Daily Kent Stater

It is not fair to call people stupid because they play video games and eat junk

Dear Editor:

This is in regards to Elliott Cramer’s “Learning from others’ stupidity.”

It is clear that Mr. Cramer is a photo illustration major, and not a proclaimed journalist, because of his unorganized and poorly written article about how stupid underclassmen are. I would like to point out that Cramer also was an underclassman at some time in his life, so if he likes to insult himself, that’s entirely up to him. Secondly, his article shifts from talking about how stupid underclassmen are to sarcastically putting down the FOX News channel and our president of the United States. Yet, his only reason for underclassmen being “stupid” is that they play video games and eat too much junk food. Those are hardly legitimate reasons to label someone as being stupid.

FOX News is a credited news station, and if he does not like the content, or feels it is too right-winged for his liking (which I assume is the case) then simply don’t watch it. For the people who do watch FOX News, kudos because they obviously know not to take everything at face value when watching the news. As far as Cramer’s other thoughts on gay marriage and the war in Iraq, I find it comical that his only defense for people being stupid is that they don’t have the same opinions on those issues as him. In fact, the only thing his article does prove is his ignorance for not being able to see both sides to an argument.

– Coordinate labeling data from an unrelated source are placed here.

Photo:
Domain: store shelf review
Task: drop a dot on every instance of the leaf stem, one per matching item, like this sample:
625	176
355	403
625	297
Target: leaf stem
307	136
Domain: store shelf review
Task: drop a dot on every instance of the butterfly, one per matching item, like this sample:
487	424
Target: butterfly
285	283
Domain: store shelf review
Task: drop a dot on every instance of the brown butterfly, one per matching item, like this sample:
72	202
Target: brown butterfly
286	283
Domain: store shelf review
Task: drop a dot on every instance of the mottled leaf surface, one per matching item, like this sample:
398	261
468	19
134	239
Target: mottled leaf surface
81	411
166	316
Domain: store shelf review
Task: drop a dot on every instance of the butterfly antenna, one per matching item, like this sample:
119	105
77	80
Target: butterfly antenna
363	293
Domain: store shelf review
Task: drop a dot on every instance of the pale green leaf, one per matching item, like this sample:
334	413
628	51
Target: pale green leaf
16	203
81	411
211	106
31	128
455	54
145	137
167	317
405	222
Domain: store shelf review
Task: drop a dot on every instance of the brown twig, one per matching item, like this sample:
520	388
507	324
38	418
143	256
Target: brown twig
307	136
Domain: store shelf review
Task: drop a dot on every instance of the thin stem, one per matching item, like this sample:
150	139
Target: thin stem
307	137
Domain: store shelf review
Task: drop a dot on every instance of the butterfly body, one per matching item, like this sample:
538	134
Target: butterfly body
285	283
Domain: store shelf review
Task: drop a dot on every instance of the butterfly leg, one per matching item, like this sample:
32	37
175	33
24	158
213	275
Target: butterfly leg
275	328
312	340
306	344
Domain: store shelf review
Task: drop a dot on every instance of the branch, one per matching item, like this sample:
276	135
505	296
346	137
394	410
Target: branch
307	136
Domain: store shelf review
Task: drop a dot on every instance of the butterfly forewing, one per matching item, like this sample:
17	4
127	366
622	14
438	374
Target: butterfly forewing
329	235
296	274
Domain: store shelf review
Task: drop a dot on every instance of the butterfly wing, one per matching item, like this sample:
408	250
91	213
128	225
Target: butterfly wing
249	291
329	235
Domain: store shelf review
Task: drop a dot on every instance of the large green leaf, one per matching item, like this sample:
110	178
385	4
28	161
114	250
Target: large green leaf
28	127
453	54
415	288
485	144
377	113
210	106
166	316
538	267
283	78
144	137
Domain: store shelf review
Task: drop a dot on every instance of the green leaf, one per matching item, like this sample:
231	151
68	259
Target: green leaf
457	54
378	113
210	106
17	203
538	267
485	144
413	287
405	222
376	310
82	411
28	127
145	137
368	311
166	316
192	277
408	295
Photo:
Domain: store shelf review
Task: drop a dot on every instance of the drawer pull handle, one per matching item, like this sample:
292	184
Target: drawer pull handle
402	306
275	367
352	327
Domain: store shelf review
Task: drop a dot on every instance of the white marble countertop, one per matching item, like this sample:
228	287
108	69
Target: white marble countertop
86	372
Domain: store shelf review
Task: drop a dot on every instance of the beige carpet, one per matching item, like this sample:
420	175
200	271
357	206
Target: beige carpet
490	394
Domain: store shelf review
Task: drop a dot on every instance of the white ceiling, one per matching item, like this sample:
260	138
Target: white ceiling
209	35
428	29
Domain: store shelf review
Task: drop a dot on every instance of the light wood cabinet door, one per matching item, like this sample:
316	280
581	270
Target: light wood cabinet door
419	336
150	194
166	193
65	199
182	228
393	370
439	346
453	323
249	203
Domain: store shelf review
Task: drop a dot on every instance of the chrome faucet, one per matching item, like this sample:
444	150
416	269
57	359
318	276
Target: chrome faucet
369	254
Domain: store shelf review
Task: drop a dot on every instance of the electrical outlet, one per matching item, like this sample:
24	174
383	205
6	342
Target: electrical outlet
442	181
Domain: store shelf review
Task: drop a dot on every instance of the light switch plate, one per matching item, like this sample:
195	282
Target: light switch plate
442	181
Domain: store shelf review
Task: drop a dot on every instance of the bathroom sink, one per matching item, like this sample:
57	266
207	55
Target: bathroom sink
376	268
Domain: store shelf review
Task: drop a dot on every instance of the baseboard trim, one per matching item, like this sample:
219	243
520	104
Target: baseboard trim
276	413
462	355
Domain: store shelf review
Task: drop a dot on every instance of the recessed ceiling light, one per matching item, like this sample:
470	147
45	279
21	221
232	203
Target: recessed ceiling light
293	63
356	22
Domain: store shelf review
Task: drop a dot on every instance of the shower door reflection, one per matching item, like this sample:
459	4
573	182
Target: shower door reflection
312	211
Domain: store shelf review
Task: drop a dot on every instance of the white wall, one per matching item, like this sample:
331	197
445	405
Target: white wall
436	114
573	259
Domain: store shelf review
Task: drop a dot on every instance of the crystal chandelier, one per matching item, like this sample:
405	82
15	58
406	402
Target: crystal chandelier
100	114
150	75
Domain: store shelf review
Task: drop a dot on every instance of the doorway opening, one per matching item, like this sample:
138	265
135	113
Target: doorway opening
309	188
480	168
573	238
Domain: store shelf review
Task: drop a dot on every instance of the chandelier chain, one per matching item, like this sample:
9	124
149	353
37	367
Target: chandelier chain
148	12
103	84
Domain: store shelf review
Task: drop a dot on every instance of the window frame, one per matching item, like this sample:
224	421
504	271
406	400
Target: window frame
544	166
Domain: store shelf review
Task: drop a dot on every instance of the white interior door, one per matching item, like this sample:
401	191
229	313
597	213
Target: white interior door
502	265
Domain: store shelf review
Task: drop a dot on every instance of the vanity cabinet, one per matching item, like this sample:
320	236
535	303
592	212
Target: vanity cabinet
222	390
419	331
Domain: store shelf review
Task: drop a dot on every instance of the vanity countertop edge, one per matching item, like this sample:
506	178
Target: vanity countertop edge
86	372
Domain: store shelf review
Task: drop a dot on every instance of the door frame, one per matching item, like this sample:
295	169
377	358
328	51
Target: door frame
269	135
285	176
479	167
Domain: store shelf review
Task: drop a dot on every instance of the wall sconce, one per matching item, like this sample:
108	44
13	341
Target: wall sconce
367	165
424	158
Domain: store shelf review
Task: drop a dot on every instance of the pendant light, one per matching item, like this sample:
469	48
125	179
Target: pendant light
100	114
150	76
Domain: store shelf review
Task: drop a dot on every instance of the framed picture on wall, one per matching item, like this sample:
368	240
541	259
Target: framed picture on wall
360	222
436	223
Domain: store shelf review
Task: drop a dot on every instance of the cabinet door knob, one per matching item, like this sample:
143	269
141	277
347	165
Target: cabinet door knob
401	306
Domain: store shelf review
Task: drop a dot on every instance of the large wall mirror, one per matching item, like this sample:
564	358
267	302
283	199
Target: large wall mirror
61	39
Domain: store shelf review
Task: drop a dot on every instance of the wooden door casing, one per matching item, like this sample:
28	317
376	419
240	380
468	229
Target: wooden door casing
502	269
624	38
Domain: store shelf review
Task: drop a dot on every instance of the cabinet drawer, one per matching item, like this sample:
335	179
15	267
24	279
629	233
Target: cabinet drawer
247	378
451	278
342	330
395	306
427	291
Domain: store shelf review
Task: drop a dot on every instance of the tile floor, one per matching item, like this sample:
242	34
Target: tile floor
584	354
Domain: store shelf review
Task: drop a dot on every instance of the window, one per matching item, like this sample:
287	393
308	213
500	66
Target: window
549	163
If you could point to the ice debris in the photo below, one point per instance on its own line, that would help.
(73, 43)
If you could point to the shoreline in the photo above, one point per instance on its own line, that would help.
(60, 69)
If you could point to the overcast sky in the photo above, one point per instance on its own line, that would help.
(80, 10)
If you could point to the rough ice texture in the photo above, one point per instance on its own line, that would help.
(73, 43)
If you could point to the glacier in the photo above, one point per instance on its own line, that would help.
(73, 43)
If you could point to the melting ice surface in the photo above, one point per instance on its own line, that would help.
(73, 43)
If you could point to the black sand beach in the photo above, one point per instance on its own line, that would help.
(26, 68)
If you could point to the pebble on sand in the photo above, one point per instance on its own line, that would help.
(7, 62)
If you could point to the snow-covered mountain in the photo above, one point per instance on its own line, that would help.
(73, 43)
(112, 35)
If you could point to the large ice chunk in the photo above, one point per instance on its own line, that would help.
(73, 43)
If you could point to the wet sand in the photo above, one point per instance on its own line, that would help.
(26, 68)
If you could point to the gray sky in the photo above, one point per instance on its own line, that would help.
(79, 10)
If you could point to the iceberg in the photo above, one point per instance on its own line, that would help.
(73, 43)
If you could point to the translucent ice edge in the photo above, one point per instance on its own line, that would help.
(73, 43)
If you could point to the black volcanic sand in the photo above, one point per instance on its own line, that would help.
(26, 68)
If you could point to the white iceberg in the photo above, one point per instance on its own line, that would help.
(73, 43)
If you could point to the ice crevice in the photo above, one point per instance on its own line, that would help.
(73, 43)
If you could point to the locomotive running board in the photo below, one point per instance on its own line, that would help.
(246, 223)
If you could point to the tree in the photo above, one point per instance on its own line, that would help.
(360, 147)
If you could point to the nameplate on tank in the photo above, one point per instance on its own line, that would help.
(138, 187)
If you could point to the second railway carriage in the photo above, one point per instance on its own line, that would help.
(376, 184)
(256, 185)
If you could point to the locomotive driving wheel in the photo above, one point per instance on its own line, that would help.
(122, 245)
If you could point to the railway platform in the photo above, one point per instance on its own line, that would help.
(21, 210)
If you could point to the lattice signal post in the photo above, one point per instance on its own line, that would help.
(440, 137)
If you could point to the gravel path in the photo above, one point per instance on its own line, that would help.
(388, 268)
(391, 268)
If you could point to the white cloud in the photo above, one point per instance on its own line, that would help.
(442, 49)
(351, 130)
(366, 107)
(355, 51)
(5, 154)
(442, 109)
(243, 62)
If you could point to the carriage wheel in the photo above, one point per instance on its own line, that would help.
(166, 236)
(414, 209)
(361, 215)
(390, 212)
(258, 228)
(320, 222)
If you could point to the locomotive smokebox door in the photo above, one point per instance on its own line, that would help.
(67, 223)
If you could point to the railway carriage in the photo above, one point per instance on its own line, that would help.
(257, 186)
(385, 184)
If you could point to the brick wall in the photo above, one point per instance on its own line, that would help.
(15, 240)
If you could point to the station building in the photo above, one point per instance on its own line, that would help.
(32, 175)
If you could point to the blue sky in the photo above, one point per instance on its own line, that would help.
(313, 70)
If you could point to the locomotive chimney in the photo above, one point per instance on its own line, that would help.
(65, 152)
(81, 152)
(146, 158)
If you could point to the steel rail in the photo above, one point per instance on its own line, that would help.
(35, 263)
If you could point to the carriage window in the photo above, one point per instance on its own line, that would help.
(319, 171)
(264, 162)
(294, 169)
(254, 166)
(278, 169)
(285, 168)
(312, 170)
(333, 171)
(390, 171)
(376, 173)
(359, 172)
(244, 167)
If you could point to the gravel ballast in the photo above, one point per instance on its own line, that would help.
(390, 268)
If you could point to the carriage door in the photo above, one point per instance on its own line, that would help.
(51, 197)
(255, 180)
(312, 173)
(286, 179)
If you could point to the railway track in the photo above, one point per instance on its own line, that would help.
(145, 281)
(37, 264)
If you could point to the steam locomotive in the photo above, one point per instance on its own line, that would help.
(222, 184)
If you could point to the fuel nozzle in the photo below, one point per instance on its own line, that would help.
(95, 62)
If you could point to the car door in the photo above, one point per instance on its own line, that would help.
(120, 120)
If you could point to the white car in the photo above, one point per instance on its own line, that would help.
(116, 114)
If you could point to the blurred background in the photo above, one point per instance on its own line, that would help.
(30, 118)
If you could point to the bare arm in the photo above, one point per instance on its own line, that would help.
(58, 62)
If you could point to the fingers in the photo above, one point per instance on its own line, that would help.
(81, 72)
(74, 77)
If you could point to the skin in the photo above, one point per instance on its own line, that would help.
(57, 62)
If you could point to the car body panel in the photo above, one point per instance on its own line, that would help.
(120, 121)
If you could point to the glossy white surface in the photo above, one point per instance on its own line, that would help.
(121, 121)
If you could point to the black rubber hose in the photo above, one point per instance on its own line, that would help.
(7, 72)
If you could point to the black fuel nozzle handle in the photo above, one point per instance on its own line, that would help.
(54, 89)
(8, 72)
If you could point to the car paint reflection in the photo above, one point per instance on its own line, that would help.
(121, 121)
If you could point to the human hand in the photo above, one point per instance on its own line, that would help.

Being an upperclassman, I’m surprised that Cramer has not yet learned the idea of being open-minded. He needs to understand that you don’t judge people or their intelligence because of their difference in opinion. If people do that, like Cramer, then they must be pretty “stupid.”

Abby Stiegemeier

Sophomore exploratory major


Four students were shot, and university should remember

Dear Editor:

In the four years that I have attended this university, I have never failed to be amazed with its students and their opinions about May 4. Each year I hear the same old thing — nobody cares, that was 35 years ago. Tensions were running high, people were not thinking or acting rationally, things happened.

When I hear people try to explain everything away, I just can’t begin to get past the fact that lives were lost. These kids weren’t soldiers on war-torn, foreign soil. They were on peaceful, American university soil. I am amazed that people don’t find it all that important to remember that four kids our age were shot at school one day. They didn’t take their semester exams. They didn’t get to say good-bye to their roommates for the summer. They didn’t get to attend the end of the year party. They got to be buried.

They would never get to see graduation. They would never get to experience the career they worked so hard for, and most importantly, they would never get to see their families again. Two kids lost their lives standing for something they believed in and two lost their lives on the way to class. We can argue and debate over whether or not the guardsmen were told to open fire, but the bottom line is that they did open fire and on no less than unarmed students.

We should remember the lives lost that day. This is our history, and if we are not careful, it could be our future.